Tiffany & Co., New York, Movement No. 6931, Case No. 6931, 50 mm, 133 g, circa 1871
A gentleman's early pocket watch with split seconds chronograph "Patent" - with original box and a ribbon fob with seal set with an amethyst Case: 18k gold, tiered, polished, gold dome with presentation engraving: "Milton Holbrook Sanford, Richard Holbrook Daniels, Richard Edwin Joronem", chronograph pusher at "9" and via crown, case maker's punch mark "AN" (Adolphe Nicole, London 1871). Dial: enamel, radial Roman hours, signed, blued spade hands.
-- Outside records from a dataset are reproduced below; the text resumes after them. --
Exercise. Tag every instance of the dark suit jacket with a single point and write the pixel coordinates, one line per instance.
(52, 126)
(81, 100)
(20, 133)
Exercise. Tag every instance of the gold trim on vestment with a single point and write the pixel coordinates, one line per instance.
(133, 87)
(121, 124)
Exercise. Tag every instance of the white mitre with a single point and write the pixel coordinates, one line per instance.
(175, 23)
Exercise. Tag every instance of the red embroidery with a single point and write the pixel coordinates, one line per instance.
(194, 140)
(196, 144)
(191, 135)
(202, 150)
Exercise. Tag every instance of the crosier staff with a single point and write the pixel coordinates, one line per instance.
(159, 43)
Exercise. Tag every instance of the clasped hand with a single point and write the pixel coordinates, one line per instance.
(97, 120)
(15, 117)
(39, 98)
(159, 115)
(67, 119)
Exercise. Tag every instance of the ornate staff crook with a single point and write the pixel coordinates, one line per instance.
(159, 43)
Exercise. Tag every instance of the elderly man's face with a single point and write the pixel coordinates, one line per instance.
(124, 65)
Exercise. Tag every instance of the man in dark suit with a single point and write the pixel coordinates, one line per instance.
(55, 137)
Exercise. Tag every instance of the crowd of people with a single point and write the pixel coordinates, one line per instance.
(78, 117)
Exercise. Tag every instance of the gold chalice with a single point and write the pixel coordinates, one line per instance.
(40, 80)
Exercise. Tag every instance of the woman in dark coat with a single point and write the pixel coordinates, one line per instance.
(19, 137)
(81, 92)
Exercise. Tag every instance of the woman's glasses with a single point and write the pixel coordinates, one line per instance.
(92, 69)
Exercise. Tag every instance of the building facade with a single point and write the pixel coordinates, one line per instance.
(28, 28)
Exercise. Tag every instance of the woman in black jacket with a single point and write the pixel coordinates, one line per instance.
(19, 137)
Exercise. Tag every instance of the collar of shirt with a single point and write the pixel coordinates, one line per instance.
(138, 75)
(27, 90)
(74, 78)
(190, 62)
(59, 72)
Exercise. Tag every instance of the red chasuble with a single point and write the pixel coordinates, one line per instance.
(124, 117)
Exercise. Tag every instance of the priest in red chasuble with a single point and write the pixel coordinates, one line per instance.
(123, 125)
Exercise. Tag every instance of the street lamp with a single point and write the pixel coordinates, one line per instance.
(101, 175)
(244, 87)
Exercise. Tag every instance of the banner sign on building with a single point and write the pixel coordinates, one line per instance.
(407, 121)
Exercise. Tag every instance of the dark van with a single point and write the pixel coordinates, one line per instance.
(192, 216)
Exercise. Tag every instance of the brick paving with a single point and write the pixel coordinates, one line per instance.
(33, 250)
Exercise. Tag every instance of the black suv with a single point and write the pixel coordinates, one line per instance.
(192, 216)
Movm.: 4/5 plate movement, frosted, gilt, signed, screwed chatons, signature "Patent", lever escapement, gold screw compensation balance.
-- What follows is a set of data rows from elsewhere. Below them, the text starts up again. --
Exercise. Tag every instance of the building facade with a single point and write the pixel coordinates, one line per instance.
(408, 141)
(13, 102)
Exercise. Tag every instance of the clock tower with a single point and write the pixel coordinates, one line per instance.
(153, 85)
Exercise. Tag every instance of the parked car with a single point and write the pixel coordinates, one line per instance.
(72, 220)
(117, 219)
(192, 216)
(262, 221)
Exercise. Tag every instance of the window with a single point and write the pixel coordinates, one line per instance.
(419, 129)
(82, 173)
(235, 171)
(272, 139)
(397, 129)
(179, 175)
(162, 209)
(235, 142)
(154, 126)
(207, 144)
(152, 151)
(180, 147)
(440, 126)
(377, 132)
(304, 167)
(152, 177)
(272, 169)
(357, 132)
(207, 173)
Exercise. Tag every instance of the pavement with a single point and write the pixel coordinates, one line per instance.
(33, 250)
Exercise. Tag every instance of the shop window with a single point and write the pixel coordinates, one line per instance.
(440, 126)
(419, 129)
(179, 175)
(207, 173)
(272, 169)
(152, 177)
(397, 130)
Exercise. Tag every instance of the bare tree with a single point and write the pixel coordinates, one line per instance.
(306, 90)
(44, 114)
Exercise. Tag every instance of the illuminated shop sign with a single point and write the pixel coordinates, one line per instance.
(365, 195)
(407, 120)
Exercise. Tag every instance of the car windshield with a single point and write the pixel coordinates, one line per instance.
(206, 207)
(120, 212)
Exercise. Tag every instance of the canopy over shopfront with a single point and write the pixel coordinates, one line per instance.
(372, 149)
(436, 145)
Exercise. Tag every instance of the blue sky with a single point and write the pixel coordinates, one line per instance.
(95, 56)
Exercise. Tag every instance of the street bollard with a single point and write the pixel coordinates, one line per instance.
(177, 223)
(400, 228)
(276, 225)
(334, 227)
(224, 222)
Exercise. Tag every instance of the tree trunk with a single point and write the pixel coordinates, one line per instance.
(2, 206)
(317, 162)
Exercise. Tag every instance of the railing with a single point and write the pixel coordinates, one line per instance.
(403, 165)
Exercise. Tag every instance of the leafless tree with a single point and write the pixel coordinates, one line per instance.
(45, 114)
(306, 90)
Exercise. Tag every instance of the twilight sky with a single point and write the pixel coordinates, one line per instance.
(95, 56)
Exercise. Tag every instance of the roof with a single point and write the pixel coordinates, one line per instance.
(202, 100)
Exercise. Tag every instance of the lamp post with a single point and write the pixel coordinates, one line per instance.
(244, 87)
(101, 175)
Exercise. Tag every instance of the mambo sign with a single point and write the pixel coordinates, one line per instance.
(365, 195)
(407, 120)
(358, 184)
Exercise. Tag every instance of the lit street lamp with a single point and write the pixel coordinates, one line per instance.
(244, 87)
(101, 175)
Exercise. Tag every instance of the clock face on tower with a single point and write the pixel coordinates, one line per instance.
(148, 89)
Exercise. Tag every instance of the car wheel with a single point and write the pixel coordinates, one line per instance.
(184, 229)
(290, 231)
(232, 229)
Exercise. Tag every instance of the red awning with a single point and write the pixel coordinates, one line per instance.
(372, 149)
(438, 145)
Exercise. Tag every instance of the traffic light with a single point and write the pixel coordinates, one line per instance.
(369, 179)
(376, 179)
In 1844 Adolphe Nicole patented a mechanism for a single button fly back chronograph that used a heart-shaped cam; it returned the chronograph hand to zero with the press of a button and subsequently allowed successive measurements. The watch we have here is a rare split example that employs this construction; it belonged to one of the most prominent members of the American Thoroughbred racing industry - Milton H. Sanford . Sanford must have used this very early chronograph when he trained the horses he bred and owned; the cuvette of the watch bears the engraving of Sanford’s name as well as the names of his descendants. The watch was kept in the family for nearly 150 years. Milton H. Sanford was born in Medway, Masschusetts in 1813; he was a gifted businessman who made a fortune with cotton and wool mills that manufactured blankets supplied to the Union Army during the American Civil War. Even though Sanford came into his money through the textile industry, his passion lay in breeding and racing horses; Sanford owned Preakness Stables in Preakness, New Jersey and Preakness Stud Farm in Lexington, Kentucky. During a dinner party in the summer of 1868, Maryland governor Oden Bowie told the other guests of his dream to have a world class racetrack in Baltimore; Sanford and some other horse racing enthusiasts present at the party immediately thought that this was of course a marvellous idea - and Pimlico Race Course held its first Dinner Party Stakes on October 25th, 1870. Sanford’s horse Preakness won the race and in its honour the race was renamed "Preakness Stakes" in 1873. Today the Preakness Stakes is the second of the three races in the American Triple Crown: Kentucky Derby, Preakness Stakes and Belmont Stakes.